Some experts on network ad policies take issue with that position.

“The argument that they are afraid of offending people is specious,” said McDonald of the conservative American Legal Foundation. “All the things they do in entertainment--such as ABC’s program about the effects of a nuclear attack--are really advocacy under the cover of fiction.”

ABC offered to air the Grace spot during the half-hour each day it reserves for the occasional advocacy ad, midnight to 12:30 a.m., if Grace would add a disclaimer labeling the commercial paid advertising.

Grace refused, Elliott said, because it wanted the ad in prime time and because “The Deficit Trials” already was designated an ad by the Grace logo.

Advertisement

Since the network refusal, Grace has run the ad on several cable systems and local stations, including KTTV Channel 11 and KHJ Channel 9 in Los Angeles.
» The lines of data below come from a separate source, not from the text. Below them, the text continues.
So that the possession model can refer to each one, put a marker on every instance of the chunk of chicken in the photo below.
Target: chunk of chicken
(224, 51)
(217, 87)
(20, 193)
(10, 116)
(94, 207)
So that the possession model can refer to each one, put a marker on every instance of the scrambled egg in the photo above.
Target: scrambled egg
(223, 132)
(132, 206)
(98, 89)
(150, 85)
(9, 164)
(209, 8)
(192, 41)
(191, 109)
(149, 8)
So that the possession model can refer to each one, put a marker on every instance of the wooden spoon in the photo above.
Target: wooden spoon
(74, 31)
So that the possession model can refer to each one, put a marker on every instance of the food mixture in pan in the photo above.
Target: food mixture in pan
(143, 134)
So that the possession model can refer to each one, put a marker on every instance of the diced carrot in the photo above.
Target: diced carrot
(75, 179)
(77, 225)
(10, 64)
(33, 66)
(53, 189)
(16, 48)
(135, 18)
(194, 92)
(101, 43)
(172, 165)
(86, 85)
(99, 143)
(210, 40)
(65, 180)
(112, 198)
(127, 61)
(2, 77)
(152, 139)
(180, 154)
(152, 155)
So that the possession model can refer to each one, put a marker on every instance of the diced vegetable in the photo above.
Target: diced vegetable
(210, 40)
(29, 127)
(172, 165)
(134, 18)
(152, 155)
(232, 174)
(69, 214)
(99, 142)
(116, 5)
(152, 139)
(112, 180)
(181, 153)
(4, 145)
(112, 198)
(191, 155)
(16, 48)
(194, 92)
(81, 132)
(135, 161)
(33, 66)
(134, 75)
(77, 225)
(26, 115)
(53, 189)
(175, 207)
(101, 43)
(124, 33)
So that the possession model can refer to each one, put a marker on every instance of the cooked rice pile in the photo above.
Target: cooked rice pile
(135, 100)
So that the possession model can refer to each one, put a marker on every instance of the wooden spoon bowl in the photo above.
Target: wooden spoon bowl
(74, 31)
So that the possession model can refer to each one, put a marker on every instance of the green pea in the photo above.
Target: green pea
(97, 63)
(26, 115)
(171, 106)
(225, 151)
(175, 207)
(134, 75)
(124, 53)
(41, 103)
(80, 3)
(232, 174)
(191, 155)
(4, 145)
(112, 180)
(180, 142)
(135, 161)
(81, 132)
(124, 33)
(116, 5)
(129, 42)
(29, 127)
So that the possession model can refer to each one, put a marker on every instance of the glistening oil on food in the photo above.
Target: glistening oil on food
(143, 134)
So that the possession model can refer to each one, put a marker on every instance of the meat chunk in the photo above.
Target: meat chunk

Neither KTTV nor KHJ reports complaints or requests for opposing time.

The spot also has appeared on Cable News Network, Independent News Network, WGN--a cable super-station in Chicago--two independent stations in New York, and two locally owned network affiliates in Washington.

But Grace still wants the networks, where roughly three quarters of all viewers tune.

“I would love to reopen the negotiations with the networks . . . because clearly there is a great deal of disagreement (among television stations) about what constitutes controversiality,” Elliott said.

Elliott’s company launched its campaign after its chairman, Peter J. Grace, headed a government panel in 1984 studying federal waste and inefficiency. Besides chemicals, the international firm is involved in selected consumer services.

Grace’s first ad, aired at a cost of $2.3 million, generated 118,000 phone calls to a toll-free number from viewers seeking details on the deficit. The company has budgeted $900,000 to run this year’s ad, which cost $300,000 to produce.

Most newspapers--which are not subject to a federally imposed fairness doctrine--have more liberal advertising policies than the networks. The Los Angeles Times generally accepts most controversial ads, once the paper has determined they are legal, fair and not libelous, said Donald J. Maldonado, director of display advertising.